Pesaro, 5 maggio 2022 – E’ prossimo l’avvio di una stagione balneare che presenterà numerose novità rispetto a quelle dei due anni precedenti. Terza estate contraddistinta dalla pandemia ma con minori restrizioni e misure di contenimento.

Il cauto ritorno alla normalità, insieme alla previsione di una più forte affluenza sulle spiagge italiane e ad un aumento dei costi energetici, sta producendo un generale rincaro delle tariffe presso gli stabilimenti.

L’osservatorio nazionale Federconsumatori ha effettuato il consueto monitoraggio sui prezzi dei servizi balneari che nel 2022 registrano aumenti tra il 4% e il 5%.

Nel dettaglio, crescono il costo della sdraio, dell’ombrellone e dell’abbonamento giornaliero. La ristrettezza dei bilanci familiari spinge i cittadini ad optare per fruizioni più brevi e meno onerose di tali servizi: sempre meno scelgono abbonamenti mensili o stagionali.

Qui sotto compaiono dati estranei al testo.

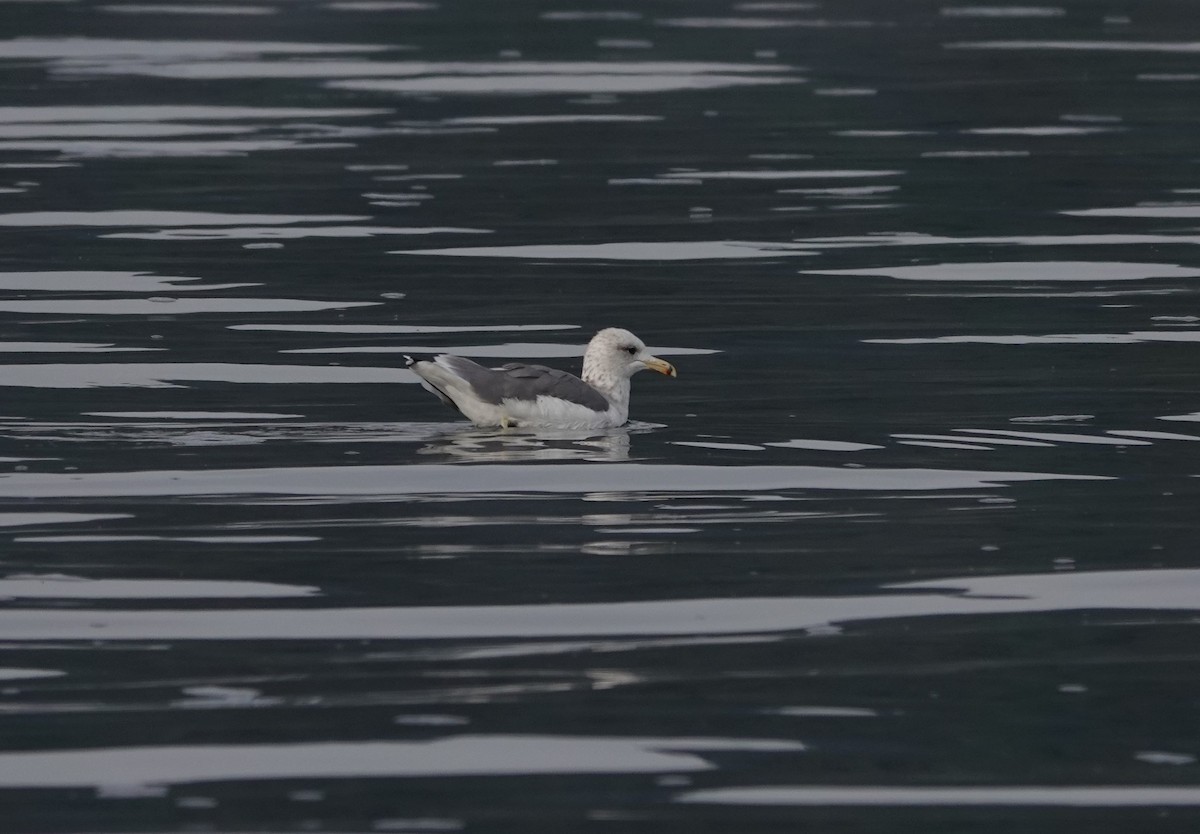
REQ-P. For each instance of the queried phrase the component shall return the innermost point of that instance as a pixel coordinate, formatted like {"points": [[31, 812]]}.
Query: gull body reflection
{"points": [[498, 445]]}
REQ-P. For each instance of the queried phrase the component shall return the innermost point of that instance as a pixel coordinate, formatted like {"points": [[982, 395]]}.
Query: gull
{"points": [[539, 396]]}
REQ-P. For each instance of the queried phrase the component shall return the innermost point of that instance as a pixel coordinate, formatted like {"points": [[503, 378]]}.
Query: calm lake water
{"points": [[909, 545]]}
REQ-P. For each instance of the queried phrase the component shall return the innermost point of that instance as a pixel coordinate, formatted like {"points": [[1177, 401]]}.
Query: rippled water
{"points": [[909, 545]]}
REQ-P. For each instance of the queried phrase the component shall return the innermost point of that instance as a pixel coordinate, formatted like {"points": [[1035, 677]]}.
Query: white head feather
{"points": [[613, 355]]}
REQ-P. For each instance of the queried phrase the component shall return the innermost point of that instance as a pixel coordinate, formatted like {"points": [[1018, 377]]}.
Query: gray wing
{"points": [[529, 382], [516, 381]]}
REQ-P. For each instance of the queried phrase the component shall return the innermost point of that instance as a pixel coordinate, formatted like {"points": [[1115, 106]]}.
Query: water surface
{"points": [[910, 544]]}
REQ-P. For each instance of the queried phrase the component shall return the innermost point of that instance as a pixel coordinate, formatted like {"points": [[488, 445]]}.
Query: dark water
{"points": [[909, 545]]}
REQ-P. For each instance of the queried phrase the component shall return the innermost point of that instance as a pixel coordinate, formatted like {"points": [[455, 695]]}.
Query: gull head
{"points": [[615, 354]]}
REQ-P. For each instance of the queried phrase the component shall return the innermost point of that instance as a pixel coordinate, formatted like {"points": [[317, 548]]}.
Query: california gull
{"points": [[535, 395]]}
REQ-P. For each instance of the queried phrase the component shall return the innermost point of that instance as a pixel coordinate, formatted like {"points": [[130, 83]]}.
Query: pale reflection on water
{"points": [[906, 532]]}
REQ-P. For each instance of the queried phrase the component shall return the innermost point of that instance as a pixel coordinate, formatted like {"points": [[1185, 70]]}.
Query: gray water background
{"points": [[909, 545]]}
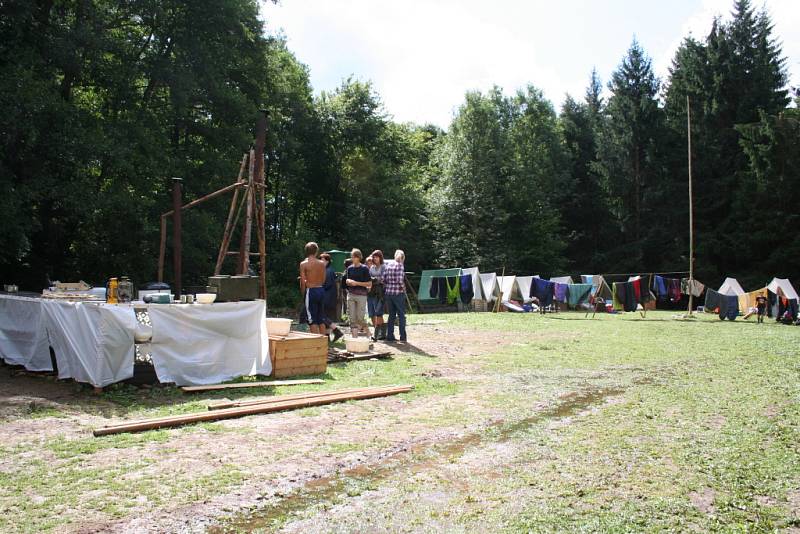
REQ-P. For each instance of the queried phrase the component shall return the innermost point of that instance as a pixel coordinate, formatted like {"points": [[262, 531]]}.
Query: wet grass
{"points": [[613, 424]]}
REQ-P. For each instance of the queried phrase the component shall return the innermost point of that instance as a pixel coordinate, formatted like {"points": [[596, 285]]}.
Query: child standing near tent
{"points": [[761, 306], [358, 282]]}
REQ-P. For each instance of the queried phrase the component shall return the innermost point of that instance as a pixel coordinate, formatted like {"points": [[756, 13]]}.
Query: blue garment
{"points": [[466, 290], [660, 285], [542, 290], [315, 298], [374, 307], [579, 293], [728, 307], [330, 287], [397, 311]]}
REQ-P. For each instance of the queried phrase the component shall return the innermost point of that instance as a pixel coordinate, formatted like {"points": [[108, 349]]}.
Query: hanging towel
{"points": [[674, 289], [561, 292], [466, 288], [579, 294], [660, 286], [453, 289], [692, 287], [728, 307], [542, 290]]}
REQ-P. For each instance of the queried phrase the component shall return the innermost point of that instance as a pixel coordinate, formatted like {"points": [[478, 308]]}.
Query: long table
{"points": [[93, 342]]}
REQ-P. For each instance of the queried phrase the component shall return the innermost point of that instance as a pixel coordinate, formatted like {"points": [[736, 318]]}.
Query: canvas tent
{"points": [[785, 285], [524, 285], [599, 286], [477, 293], [731, 288], [424, 295], [490, 287], [509, 288]]}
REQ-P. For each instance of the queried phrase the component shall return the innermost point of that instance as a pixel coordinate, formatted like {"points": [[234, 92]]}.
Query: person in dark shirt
{"points": [[331, 313], [761, 305], [358, 283]]}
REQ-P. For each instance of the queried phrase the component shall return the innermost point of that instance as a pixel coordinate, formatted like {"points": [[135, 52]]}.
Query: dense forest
{"points": [[101, 102]]}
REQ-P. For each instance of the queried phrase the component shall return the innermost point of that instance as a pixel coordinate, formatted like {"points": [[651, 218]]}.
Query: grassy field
{"points": [[518, 423]]}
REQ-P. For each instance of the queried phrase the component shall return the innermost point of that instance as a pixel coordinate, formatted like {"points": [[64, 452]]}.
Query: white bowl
{"points": [[205, 298], [357, 344], [278, 327]]}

Per garantire la sicurezza dei cittadini i gestori degli stabilimenti possono attenersi alle nuove linee guida per la ripresa delle attività economiche.

Il distanziamento tra gli ombrelloni sarà tale da garantire una superficie di almeno 7,5 m² e non più di 10 m² (fatta eccezione per alcune regioni come l’Emilia-Romagna che ha scelto misure più restrittive rispetto al resto d’Italia).

Anche sedie a sdraio e lettini nei settori senza ombrelloni si avvicinano: il metro di distanza a cui ci eravamo abituati non dovrà più essere garantito. Rimane, invece, per i gestori degli stabilimenti l’obbligo di disinfettare le postazioni a ogni cambio di clienti.

Tornano anche sport e fitness: in spiaggia sarà possibile praticare sport individuali come racchettoni, surf, windsurf o kitesurf, ma anche attività di gruppo come il beach volley, acquagym, biliardino e tornei di carte, seppure rispettando le misure di prevenzione.

Anche l’ingresso nelle piscine all’aperto o al chiuso sarà consentito senza certificazione verde COVID-19.